Cependant des projets naissent ou sont en cours de réflexion. Ainsi, la gare de Jeumont était devenue surdimensionnée pour ses activités ferroviaires au fil du temps : les activités transfrontalières dans la vallée de la Sambre jusque dans les années 60 se sont taries, laissant un édifice de 150m de long désaffecté. La Gare Numérique est venue réoccuper cet espace (https://agglo-maubeugevaldesambre.fr/la-gare-numerique/). Cette plateforme d’art et technologie numérique a été lancée en amont de Mons capitale européenne de la culture. Une extension pour le plateau de tournage a été créée à son extrémité, le reste du bâtiment a été remanié en conservant la salle des pas perdus et le hall des douanes, qui abritent aujourd’hui respectivement le bar et salle d’exposition, surplombé par un auditorium de 200 places, et le conservatoire de musique ainsi que 6 petits studios d’enregistrement. Sur 4000m², le lieu propose aujourd’hui une offre de création et de diffusion audiovisuelles tournée vers les nouvelles technologies : concerts, ateliers de formation (langage web, design et robotique à partir de 12 ans, fablab), expositions, cinéma, atelier de design culinaire…une programmation variée pour tous !
Un projet similaire est porté par la COVE (l’agglo de Carpentras) sur l’ancienne gare. En Belgique, à Poix Saint-Hubert, sur la ligne de train Bruxelles-Luxembourg dans les Ardennes belges, l’hôtel du Val de Poix (les Gamines) qui fait face à la gare intègre un espace de coworking (www.gare.space). Une réflexion est actuellement en cours pour développer un hub culturel dans l’ancien bâtiment ferroviaire désormais inoccupé.

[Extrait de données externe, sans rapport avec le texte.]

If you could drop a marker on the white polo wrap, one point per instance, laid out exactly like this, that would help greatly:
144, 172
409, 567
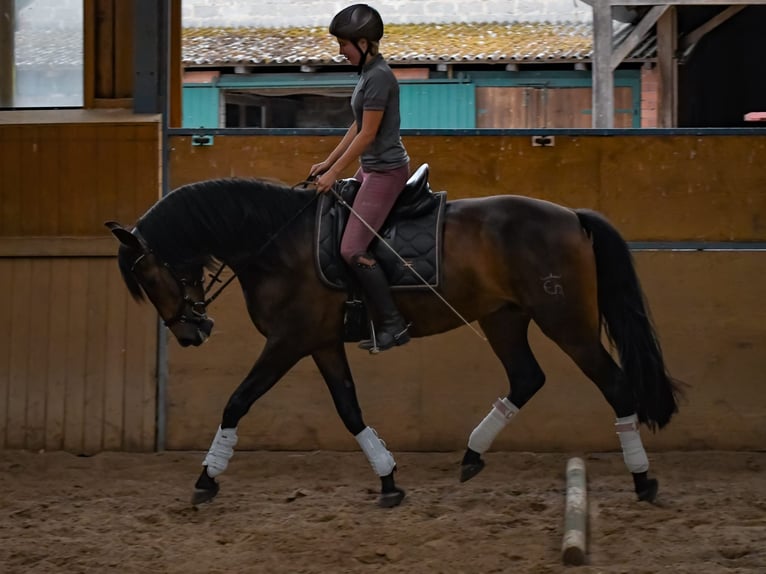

D’autres projets sont à l’étude dans de nombreux endroits, et notamment sur les périmètres péri-urbains où l’on recherche des alternatives aux déplacements domicile-travail quotidiens. C’est le cas notamment du projet que nous accompagnons sur le Grand Genève depuis plusieurs années (www.teletravail-geneve.com). Le Pôle métropolitain du genevois français (partie française et péri-urbaine de l’agglomération du Grand Genève), très concerné par les problématiques de mobilité qui pourraient limiter son développement à terme, a engagé un vaste plan mobilité comprenant de nombreuses mesures relativement classiques (Leman express, covoiturage, modes doux, .. .) combinées à d‘autres solutions plus originales comment le développement du télétravail et la création d’un réseau maillé de lieux de travail partagés connectés aux axes de transport via les gares.
La tentation est grande de conclure que toutes les gares pourraient- voire devraient ! – devenir des lieux de régénération des territoires. Tirons ici les leçons du passé : l’implantation des gares TGV exurbanisées en France n’a pas toujours eu l’effet d’entrainement escompté sur l’économie et le tourisme local. Ainsi, toutes les gares ne se prêtent pas à ce type de projet ! L’intégration de la gare dans le fonctionnement du territoire doit ainsi être pris en compte, de même que le maillage des services que le lieu propose d’apporter aux besoins des habitants et acteurs du territoire (associations, entreprises…). Et comme pour tout projet de développement territorial et surtout de tiers-lieu, la mobilisation d’une communauté atteignant la « masse critique » est nécessaire pour garantir l’attractivité du lieu et surtout sa pérennité. Les partenaires publics peuvent aussi jouer un rôle d’amorceur en soutenant ces projets qui peuvent avoir des impacts directs mais aussi indirects et induits très forts pour le territoire.